As Poppy evolved to illuminate the network of heroin’s cultivation and distribution across the globe, it outgrew conventional and short-form journalistic formats, necessitating its own, more immersive experience. Connecting the dots between supply and demand, between those standing in Europe and the locations and conflicts that can seem so distant on news reports, the complexity and global scale of Poppyaddresses a story that is not simple to tell, but one that matters to us all.

 

 

The work of Antoinette de Jong (1964, NL) and Robert Knoth (1963, NL) is characterized by an autonomous, modern approach with a focus on long-term documentaries that attempt to uncover the complexity of various socioeconomic or political topics and their impact on the lives of “ordinary” individuals. In the resulting work, Knoth and de Jong seek ways to merge the hyperrealism of documentary with the abstract qualities of art and literature.

 

For two decades, De Jong and Knoth have covered numerous conflicts through background stories and reportages for various international media. Their projects have been exhibited worldwide; they have published a number of books and received awards from World Press Photo and the Deutscher Fotobuchpreis. They are currently working on Tree and Soil (launch 2016), a photography and video series of Japanese landscapes taken in the Fukushima region to explore the relationship between people and nature. 

 

 

The Warsaw edition of Photomonth is part of the group exhibition A New Display: Visual Storytelling at a Crossroads, specially prepared for the festival by Dutch curator Iris Sikking. This exhibition will be presented in Krakow from mid-May to mid-June as part of the main festival program. It is made up of projects made by artists seeking their own ways of telling global stories in the era of media crisis and the overproduction of visual information. Apart from the traditional medium of photography, they use video materials, projections, radio recordings, and press clippings.

 

The Poppy: Trails of Afghan Heroinexhibition is an enhanced, four-channel multimedia projection that will be available for viewing in the imposing interiors of the Dom Słowa Polskiego at 11 Miedziana Street in Warsaw from April 24 to May 3, 2016. The opening will take place on April 23 at 4 p.m.
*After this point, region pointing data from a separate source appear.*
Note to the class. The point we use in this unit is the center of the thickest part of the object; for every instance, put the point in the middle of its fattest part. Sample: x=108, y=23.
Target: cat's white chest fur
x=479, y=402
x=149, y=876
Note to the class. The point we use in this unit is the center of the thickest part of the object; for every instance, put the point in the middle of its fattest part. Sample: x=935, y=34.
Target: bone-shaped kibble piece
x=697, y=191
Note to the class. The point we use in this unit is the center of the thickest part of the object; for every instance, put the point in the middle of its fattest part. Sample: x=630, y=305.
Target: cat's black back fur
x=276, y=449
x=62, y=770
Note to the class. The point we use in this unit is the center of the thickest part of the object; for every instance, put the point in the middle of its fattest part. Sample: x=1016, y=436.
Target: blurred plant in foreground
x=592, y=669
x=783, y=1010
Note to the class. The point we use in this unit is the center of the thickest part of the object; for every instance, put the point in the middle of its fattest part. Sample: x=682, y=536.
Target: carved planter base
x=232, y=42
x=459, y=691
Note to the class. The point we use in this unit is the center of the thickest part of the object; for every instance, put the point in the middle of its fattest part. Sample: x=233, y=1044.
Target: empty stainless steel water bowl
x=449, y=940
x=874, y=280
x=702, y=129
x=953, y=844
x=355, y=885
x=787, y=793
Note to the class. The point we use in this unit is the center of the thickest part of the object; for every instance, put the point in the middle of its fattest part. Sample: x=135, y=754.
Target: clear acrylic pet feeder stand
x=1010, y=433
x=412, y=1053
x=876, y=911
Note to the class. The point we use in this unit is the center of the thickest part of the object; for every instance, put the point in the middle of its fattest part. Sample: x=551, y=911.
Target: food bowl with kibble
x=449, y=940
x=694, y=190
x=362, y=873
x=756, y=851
Entrance free.

 

After the opening, at 6:30 p.m. in the Studio bar, a meeting is planned with the project creators and the curator of the main program of Krakow Photomonth 2016, Lars Willumeit.

 

 

Poppy: Trails of Afghan Heroin

Robert Knoth and Antoinette de Jong

Curator: Iris Sikking

Dom Słowa Polskiego

ul. Miedziana 11, Warsaw

April 24–May 3, 2016, Monday-Sunday 1–7 p.m.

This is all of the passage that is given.